You can’t ever tame the wild out of them…you can’t ever tame the wild out of them…
Over breakfast she gave Kale her answer.
“What do you mean, you won’t answer me until I get back from California? I told you, I’m not going.”
She traced his cheek with her finger. The cool morning air left his skin dry and chilled. She lay her palm there a minute, recalling the past night, how her skin had warmed his, and his, hers. “I want you to be sure.”
He studied her, wondering why he’d ever believed the men who called women the weaker sex. This woman was strong as nails, and she could see right through him. At times it was a comfort; right now it was a trial.
“I told you what a desperate day I had, deciding. That included a sleepless night, too, if you want to know. I sat on that damned slab down by the creek all night pondering this thing, Ellie. I’m sure.”
“When you come back from California, you’ll be even more sure.” If you come back…Quickly, she put the dreadful possibility out of her mind.
Taking his plate, she set it with hers in the skillet and returned to him. She kissed his lips. “You’re wild, Kale Jarrett…wild and free. You’ve been that way so long you might not be able to change.”
“Now, Ellie—”
She kissed him again, and he pulled her to him and held her close. “You know how I feel about the ranch,” she said. “It’s my home. I can’t run around the world, not even for you.” Looking at him, she implored him to understand. “Not even as much as I love you.”
“Love?” he whispered.
She nodded, holding her bottom lip between her teeth. Finally, she grinned. “Lust, too.”
She watched his Adam’s apple bob. “I feel both, too, Ellie. I’ll change.”
Fiercely she buried her face in the crook of his shoulder and hugged herself to him. “I don’t want you to change. Please don’t think that. Don’t you understand how much I love you? I couldn’t bear to see you cooped up on that little ranch when the whole wide world is beckoning.”
Chapter Ten
He didn’t like it, she could tell. B
ut she also detected a feeling of relief in him when he held her and caressed her back with long, gentle strokes. And that would have worried her, except that she knew she was right. She could not cage him up on the ranch; neither could she let him cage himself out of a sense of duty.
At least she wouldn’t have to endure another day of his morose silence, she discovered after they packed the horses and headed up the trail.
Soon after they left camp, the draw opened into a canyon which was wide enough to allow them to ride side by side. The country itself became more rocky, traveling more difficult.
Kale studied the trail ahead of them. Centuries of runoff water had washed away any semblance of dirt, leaving for a trail, if indeed it could be called that, nothing more than a jumble of rocks separating two walls of limestone. Several varieties of cactus grew here and there; the base of each hill on both sides was thick with oak and cedar.
“How’d you ever find this route?” he questioned. “Surely it would be easier to travel the stage road, even if it is longer.”

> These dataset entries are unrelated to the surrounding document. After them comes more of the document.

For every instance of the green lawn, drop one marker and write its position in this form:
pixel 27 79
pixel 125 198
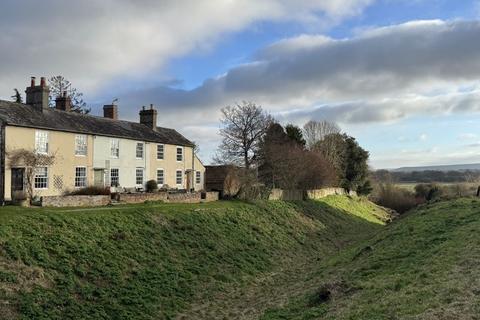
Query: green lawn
pixel 423 266
pixel 154 261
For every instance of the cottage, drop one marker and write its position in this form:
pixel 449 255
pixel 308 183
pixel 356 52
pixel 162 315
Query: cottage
pixel 91 150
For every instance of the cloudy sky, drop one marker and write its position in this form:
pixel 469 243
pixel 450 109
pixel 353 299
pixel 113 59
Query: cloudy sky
pixel 403 76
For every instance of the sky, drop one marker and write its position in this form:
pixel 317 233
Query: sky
pixel 402 76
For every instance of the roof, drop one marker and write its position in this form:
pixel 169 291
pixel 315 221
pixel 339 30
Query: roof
pixel 18 114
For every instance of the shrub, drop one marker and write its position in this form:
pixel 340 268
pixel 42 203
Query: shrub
pixel 398 199
pixel 91 191
pixel 151 186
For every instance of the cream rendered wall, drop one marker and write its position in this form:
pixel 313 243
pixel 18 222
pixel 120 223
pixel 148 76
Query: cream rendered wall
pixel 62 144
pixel 170 165
pixel 127 162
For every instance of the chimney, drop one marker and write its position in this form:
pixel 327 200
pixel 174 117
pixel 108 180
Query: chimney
pixel 37 96
pixel 63 102
pixel 110 111
pixel 149 117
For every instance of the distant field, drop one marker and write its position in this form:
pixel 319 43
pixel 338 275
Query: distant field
pixel 411 185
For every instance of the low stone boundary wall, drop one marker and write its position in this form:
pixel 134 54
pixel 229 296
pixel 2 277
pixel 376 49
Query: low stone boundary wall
pixel 210 196
pixel 292 195
pixel 289 195
pixel 141 197
pixel 75 201
pixel 324 192
pixel 194 197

She shrugged. “Benjamin and Armando located it. I just followed them.”
He winked at her. “All duty and patience.”
She laughed. “Not entirely, so don’t go getting any notions about the future.”

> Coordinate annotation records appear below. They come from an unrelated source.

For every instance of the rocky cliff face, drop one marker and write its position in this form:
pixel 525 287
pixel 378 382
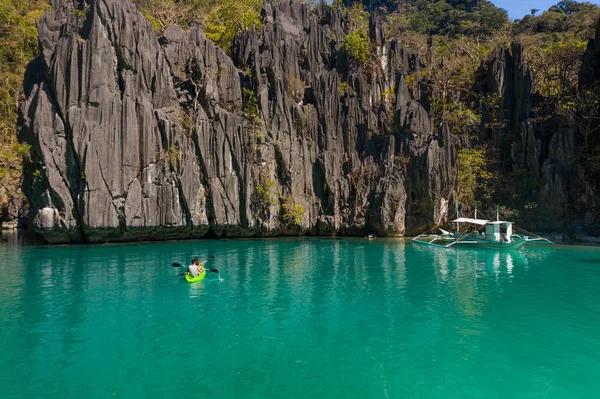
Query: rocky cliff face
pixel 139 137
pixel 142 138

After a couple of hours they came to a fork in the canyon. Drawing rein, Kale removed his hat and wiped his forehead with his arm. “Which way, guide?”
She pointed to the left, where directly ahead of them a sheer limestone cliff rose a hundred feet straight up. Cottonwood trees grew close to the cliff and towered upward to its height. The trees were matted with a covering of wild mustang grapevines, their silvery green leaves glimmering in the sunlight. A small spring gurgled through the rocks and fell into a clear pool. Approaching it, he saw bugs skittering on the surface of the inviting water.
He held Ellie’s reins while she lay on the ground, sipping water from her hand to prevent getting a mouthful of waterbugs. When she finished, he did the same, after which he slackened his hold on the reins so both horses could drink.